Studies show that some 2.2 million adults in the United States suffer from obsessive-compulsive disorder to some degree. This is roughly 1 percent of the adult population. Studies also show that while the first symptoms of the disorder often begin in childhood or early adolescence, the average age at time of diagnosis is 19. In children, the condition is noted more often in boys than girls, but by adulthood, the diagnostic rate is remarkably similar.
How Obsessive Compulsive Disorder Presents
To people surrounding someone with OCD, the patient may just seem superstitious. They may feel the need to walk in a certain pattern, do things a certain number of times, or even touch things in a specific way.
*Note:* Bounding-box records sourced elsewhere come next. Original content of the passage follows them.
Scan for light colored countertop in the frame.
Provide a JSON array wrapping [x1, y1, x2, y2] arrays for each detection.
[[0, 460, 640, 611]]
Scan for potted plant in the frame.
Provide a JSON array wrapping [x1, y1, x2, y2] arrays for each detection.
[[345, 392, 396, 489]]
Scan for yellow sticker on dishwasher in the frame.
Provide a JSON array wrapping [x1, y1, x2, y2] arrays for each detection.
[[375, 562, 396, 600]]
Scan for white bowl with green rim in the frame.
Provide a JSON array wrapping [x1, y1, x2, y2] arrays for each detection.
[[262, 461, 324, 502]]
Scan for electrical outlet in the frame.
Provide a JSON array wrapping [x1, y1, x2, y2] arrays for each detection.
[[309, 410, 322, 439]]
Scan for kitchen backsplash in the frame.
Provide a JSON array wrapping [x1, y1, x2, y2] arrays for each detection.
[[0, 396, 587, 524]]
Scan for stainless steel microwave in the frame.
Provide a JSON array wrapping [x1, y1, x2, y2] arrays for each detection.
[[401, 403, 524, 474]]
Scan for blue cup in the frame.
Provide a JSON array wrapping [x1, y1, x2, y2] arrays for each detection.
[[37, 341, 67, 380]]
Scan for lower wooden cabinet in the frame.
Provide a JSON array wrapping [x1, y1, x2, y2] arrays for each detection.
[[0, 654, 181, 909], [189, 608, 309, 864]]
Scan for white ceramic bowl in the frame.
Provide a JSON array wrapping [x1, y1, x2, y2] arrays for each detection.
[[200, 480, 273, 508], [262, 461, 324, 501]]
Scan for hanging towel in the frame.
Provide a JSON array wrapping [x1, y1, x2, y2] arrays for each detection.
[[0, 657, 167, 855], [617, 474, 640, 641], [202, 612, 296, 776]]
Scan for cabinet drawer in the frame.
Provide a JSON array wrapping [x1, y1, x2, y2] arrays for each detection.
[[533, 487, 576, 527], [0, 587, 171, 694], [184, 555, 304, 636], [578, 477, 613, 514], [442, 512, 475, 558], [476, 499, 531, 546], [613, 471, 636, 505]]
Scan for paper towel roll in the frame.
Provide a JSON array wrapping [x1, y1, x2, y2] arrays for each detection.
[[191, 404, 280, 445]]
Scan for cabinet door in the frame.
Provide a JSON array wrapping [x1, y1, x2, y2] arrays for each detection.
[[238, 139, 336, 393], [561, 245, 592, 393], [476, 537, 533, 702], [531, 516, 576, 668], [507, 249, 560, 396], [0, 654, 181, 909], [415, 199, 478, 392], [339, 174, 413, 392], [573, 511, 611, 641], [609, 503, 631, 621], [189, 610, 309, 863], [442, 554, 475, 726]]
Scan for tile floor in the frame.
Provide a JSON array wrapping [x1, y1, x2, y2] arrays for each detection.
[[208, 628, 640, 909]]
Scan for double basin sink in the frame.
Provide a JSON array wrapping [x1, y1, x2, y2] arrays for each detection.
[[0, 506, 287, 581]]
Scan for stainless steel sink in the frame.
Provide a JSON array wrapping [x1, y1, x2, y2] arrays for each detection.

They may also compulsively wash their hands, clean certain items, or check locks or light switches.
One of the hallmark characteristics for people with OCD is that they realize that their obsessions and compulsions are unreasonable and without merit. This realization helps distinguish OCD from obsessive-compulsive personality disorder. Many people with OCD feel shame and fear regarding their thoughts and behaviors and will work to keep from revealing them.
OCD is broken down into two different patterns of thought and resulting behavior- obsessions and compulsions. Obsessions are recurrent and unwanted thoughts or impulses that cause significant anxiety. These thoughts are intrusive and while they may first be thought of as benign, they can quickly become disabling as they create a sense of fear and anxiety.
Obsessions typically fall into certain categories. The common themes for obsessions are as follow:
- Fear of contamination with dirt, germs, or poison. This can manifest as constant hand washing and cleaning or even the avoidance of items perceived as dirty or poisonous.
- Fear of having a serious illness, which can manifest at hypervigilance at all bodily symptoms and changes and frequent visits to the doctor or emergency room.
- Fear that one’s personal actions can hurt other people or cause bad things to happen, which may result in irrational beliefs, such as that leaving a door unlocked can cause a loved one to meet great harm.
- Hoarding, or the inability to discard useless and unneeded items.
- Inappropriate aggressive or sexual thoughts and images, which can result in violent emotional or physical outbursts as well as sexual impulses.
- The overwhelming need for exactness, order, or symmetry, which can present with constant organization, a fixation with even numbers, or anxiety over arrangement, eating habits, or even clothing.